What then is to be done? I believe that the two priests have steered themselves into the treacherous straits with the Scylla of abortion on one side, and the Charybdis of no solution to overpopulation on the other, and have failed to see that there is a way out by going straight ahead. A majority of the delegates from 22 nations at the Asian Population Conference in New Delhi felt that birth control would be of little value in the immediate future for the development of the nations; they felt that social and economic development must precede widespread family planning, and that education could make an asset of the younger population rather than a deficit. They believe that a lowering of the birth rate is bound to come thereafter, when countries have reached a certain level of development. One of the delegates suggested that a raising of the marriage age could be an important factor of lowering the birth rate in the meantime; if the age for women in India were raised to a minimum of 19 years, and no child were born before the mother is 20, the birth rate would decline from 40 per 1000 population to 24 within 15 to 20 years, he calculated. And we know that a higher marriage age would be conducive to an improvement of family life, not only in India but also in America. Furthermore, for various reasons, economic development would tend to be accelerated by a raising of the median marriage age.
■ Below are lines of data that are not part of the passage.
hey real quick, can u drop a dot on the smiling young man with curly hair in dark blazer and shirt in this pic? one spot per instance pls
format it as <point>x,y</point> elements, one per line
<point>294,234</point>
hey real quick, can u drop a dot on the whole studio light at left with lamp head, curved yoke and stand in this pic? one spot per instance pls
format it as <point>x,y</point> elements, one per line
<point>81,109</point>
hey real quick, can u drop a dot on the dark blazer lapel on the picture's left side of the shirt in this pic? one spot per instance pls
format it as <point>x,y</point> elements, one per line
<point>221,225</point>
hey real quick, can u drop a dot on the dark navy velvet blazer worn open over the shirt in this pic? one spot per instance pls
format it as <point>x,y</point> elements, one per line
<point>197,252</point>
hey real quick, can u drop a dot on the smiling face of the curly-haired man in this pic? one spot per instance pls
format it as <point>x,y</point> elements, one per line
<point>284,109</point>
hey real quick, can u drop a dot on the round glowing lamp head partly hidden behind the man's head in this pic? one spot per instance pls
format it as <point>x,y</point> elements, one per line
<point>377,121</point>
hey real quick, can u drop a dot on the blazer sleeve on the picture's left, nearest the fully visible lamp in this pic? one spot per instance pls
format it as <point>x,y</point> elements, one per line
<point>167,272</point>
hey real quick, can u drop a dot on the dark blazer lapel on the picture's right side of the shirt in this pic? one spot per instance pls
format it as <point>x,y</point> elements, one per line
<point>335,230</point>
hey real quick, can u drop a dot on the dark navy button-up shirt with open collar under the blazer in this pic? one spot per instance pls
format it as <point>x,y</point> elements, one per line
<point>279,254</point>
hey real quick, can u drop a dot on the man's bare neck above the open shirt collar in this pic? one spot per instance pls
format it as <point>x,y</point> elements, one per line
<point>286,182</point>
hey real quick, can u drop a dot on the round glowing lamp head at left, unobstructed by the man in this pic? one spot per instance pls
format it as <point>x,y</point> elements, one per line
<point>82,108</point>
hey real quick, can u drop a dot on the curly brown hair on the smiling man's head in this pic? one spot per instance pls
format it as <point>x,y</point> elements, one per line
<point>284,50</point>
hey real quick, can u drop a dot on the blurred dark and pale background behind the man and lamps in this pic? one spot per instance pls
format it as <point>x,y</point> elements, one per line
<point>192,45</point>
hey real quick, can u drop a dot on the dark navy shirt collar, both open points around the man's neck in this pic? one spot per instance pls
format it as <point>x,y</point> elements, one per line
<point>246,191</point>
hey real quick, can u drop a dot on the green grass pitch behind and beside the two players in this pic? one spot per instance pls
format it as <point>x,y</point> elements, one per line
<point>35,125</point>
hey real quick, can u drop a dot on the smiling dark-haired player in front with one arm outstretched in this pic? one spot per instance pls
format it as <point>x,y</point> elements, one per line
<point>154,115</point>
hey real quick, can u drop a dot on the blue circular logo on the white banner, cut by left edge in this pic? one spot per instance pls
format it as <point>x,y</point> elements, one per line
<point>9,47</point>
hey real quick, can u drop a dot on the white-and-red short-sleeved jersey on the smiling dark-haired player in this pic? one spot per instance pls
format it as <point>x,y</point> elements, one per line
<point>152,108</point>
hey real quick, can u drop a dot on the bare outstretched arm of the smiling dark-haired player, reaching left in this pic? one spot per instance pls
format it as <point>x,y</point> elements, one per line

When a government diverts resources into a large-scale birth control program, and aims directly at reducing national birth rates, the people easily misunderstand about the means to be used to achieve the end in view. In fact, the government appears in their eyes to give at least tacit approval to every means, provided it is effective. Official laws and policies are a powerful influence in forming or de-forming consciences.

At bi-monthly meetings of the Japan Catholic Population Research Association, one hears again and again that the root of Japan's family problems is the government promotion of family planning. Several times high ranking government officials have blamed America for introducing this policy into Japan. The Association has put out a booklet on family life with recommendations, including this one that the government should ease itself out of the business of promoting family planning:

Since the promotion of birth control for the sake of national economic development violates natural principles, and is the deepest cause of Japan's present family troubles; and since promotion of this policy by a Government agency creates misunderstandings and exerts harmful pressures on the population ... be it resolved that the Ministry of Welfare disassociate itself from the national population control policy completely.


It is noteworthy that persons of influence in the government have pondered this recommendation with sympathy. One of them succeeded in cutting off a source of government funds for family planning, only to be frustrated when another source was made available. Another has printed a pamphlet to this effect, and is circulating it among his colleagues of the government ruling party.

If the American government imitates the Japanese government by promoting birth control at home and abroad; if it also sets up Dachau-like clinics to dispose of millions of fetuses and dulls the idealism of family life, perhaps it will also imitate Japan twenty years later by bowing itself out of this unworthy business. A wiser America would study Japan's experience today and decide not to blunder into the same simplistic trap.